Dommage que la couverture ne fasse par trop avis de décès, le dessin un peu figé de Solé (20ème anniversaire du journal Pilote en 1979) sur fond noir n'est pas très représentatif de "l'ambiance" du Pilote des grandes années.
Ce beau livre de 300 pages retrace les 30 ans d'existence du journal Pilote. Chaque année est détaillée, avec ses spécificités, ses nouveautés ou au contraire les abandons de séries ou de rubriques. En préambule on a droit à une bio assez complète de Goscinny, Charlier et Uderzo, les "piliers" du journal, au moins à ses débuts.

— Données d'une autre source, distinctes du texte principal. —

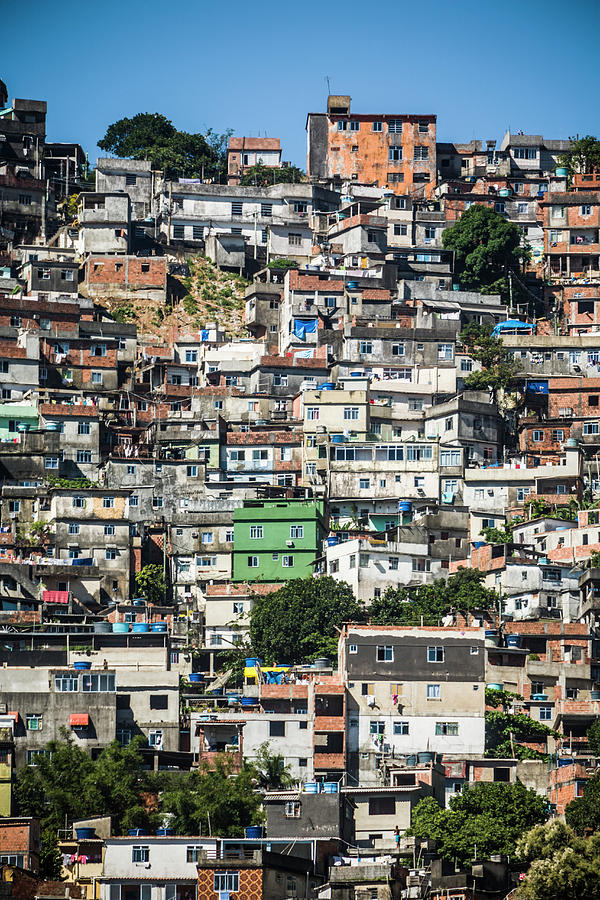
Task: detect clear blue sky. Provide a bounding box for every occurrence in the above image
[0,0,600,168]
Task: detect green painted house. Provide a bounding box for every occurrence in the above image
[233,500,326,582]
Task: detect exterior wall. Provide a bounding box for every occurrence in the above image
[85,256,167,301]
[307,104,436,195]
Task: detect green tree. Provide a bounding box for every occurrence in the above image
[559,134,600,175]
[135,563,166,603]
[368,569,500,625]
[240,160,306,187]
[442,203,529,296]
[160,756,264,837]
[565,774,600,834]
[479,522,515,544]
[250,575,364,663]
[254,741,294,791]
[98,113,230,179]
[460,322,520,395]
[516,820,600,900]
[485,712,560,759]
[407,781,547,865]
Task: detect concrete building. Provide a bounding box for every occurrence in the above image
[233,499,325,582]
[96,157,154,220]
[306,95,436,196]
[339,625,486,783]
[227,137,281,184]
[75,192,131,256]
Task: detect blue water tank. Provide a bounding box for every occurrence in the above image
[304,781,321,794]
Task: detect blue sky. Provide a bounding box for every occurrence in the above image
[0,0,600,168]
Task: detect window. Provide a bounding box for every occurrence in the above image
[81,672,115,694]
[283,800,302,819]
[435,722,458,737]
[54,673,79,694]
[514,147,537,159]
[186,844,202,862]
[213,872,240,894]
[369,797,396,816]
[131,844,150,862]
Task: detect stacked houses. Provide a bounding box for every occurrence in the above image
[0,75,600,900]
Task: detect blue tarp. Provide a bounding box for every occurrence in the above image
[294,319,317,341]
[526,381,548,394]
[492,319,535,337]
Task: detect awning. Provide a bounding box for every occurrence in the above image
[69,713,90,728]
[43,591,69,603]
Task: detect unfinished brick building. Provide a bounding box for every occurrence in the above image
[306,95,436,197]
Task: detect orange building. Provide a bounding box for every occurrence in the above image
[306,95,436,197]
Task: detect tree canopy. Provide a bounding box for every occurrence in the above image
[250,575,365,664]
[565,774,600,834]
[135,563,165,603]
[460,322,520,394]
[160,756,263,837]
[407,781,547,865]
[516,820,600,900]
[98,113,230,180]
[559,134,600,175]
[367,569,500,625]
[240,161,306,187]
[442,203,529,295]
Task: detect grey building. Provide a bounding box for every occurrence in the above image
[96,157,154,219]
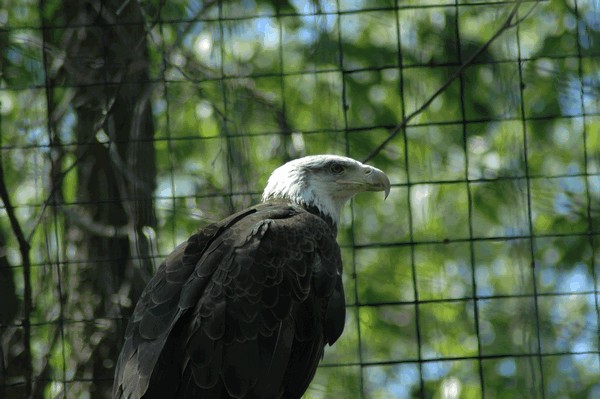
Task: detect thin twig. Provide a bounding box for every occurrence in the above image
[0,162,33,398]
[362,0,535,162]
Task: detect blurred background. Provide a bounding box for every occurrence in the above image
[0,0,600,399]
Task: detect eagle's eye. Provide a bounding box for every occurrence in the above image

Tout au long de l'ouvrage, Patrick Gaumer nous propose une bio succincte et une interview de chaque dessinateur, scénariste, mais aussi rédacteur en chef et même maquettiste ou secrétaire ayant compté dans l'histoire de Pilote (on aurait aimé au moins une photo par personne) .Le livre datant de 1998, de nombreux témoins étaient encore en vie (Giraud par exemple). Cette vision "de l'intérieur" du journal est très intéressante et souvent surprenante.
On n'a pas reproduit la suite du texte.